JPMorgan, Wells Fargo Form Company to Handle Partnership Vetting

  • AmEx, BofA are also involved in forming new company TruSight
  • TruSight offers rick assessments amid wave of fintech deals

Wall Street firms including JPMorgan Chase & Co. and Bank of America Corp. formed a group to help manage risks from partnerships as banks increasingly agree to tie-ups with fintech companies.

American Express Co. and Wells Fargo & Co. also helped establish the company called TruSight, which will help banks streamline risk assessments of suppliers and partners, according to a statement issued Tuesday. The company expects to begin working with its four founders in the first quarter of 2018 before offering services to other banks later in the year, said Abel Clark, chief executive officer of the new venture.

“The cost of third party risk management has risen sharply,’’ Clark said in a telephone interview. “There really is a critical need to transform the risk and effectiveness of third party risk management.”

U.S. banks have turned to fintech firms as they seek to become more digitally savvy in areas including consumer payments and fraud prevention. To vet third parties, banks often start by giving them a 300-question survey and follow up with phone calls, emails and on-site visits. The process can take weeks or months, Clark said, adding that the founders of TruSight began quietly working together over two years ago to create a standardized approach.

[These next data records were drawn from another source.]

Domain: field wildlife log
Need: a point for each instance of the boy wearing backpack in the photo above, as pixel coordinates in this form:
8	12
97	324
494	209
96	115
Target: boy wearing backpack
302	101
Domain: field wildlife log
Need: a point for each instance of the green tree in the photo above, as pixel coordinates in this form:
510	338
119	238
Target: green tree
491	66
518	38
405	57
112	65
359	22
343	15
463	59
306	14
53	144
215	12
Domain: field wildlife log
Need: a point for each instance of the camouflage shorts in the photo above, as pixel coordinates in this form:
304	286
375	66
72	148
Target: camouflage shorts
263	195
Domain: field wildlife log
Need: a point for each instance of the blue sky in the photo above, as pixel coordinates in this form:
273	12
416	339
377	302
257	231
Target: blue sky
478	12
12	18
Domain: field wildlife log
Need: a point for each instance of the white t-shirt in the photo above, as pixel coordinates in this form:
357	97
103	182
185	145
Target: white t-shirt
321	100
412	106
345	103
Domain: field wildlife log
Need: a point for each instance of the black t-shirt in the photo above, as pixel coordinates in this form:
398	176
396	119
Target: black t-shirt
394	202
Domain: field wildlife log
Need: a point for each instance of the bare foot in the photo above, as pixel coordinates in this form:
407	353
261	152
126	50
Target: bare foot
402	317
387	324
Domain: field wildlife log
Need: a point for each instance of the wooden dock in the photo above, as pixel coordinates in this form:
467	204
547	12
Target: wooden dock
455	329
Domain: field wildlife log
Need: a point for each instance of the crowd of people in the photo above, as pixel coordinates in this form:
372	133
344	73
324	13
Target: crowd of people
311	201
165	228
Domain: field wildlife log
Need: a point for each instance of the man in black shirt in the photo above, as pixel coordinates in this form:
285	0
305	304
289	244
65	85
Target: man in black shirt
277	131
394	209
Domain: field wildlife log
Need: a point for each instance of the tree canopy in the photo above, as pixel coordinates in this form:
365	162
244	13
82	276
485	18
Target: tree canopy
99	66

And hacks like the one Equifax Inc. suffered earlier this year add to the urgency. The Atlanta-based credit bureau said hackers accessed personally identifiable information -- including Social Security numbers and driver’s license data -- for 145 million U.S. consumers.

“Risk events are becoming more common and more sophisticated so it’s clear institutions need to make sure that they and their partners are managing this risk,’’ Clark said.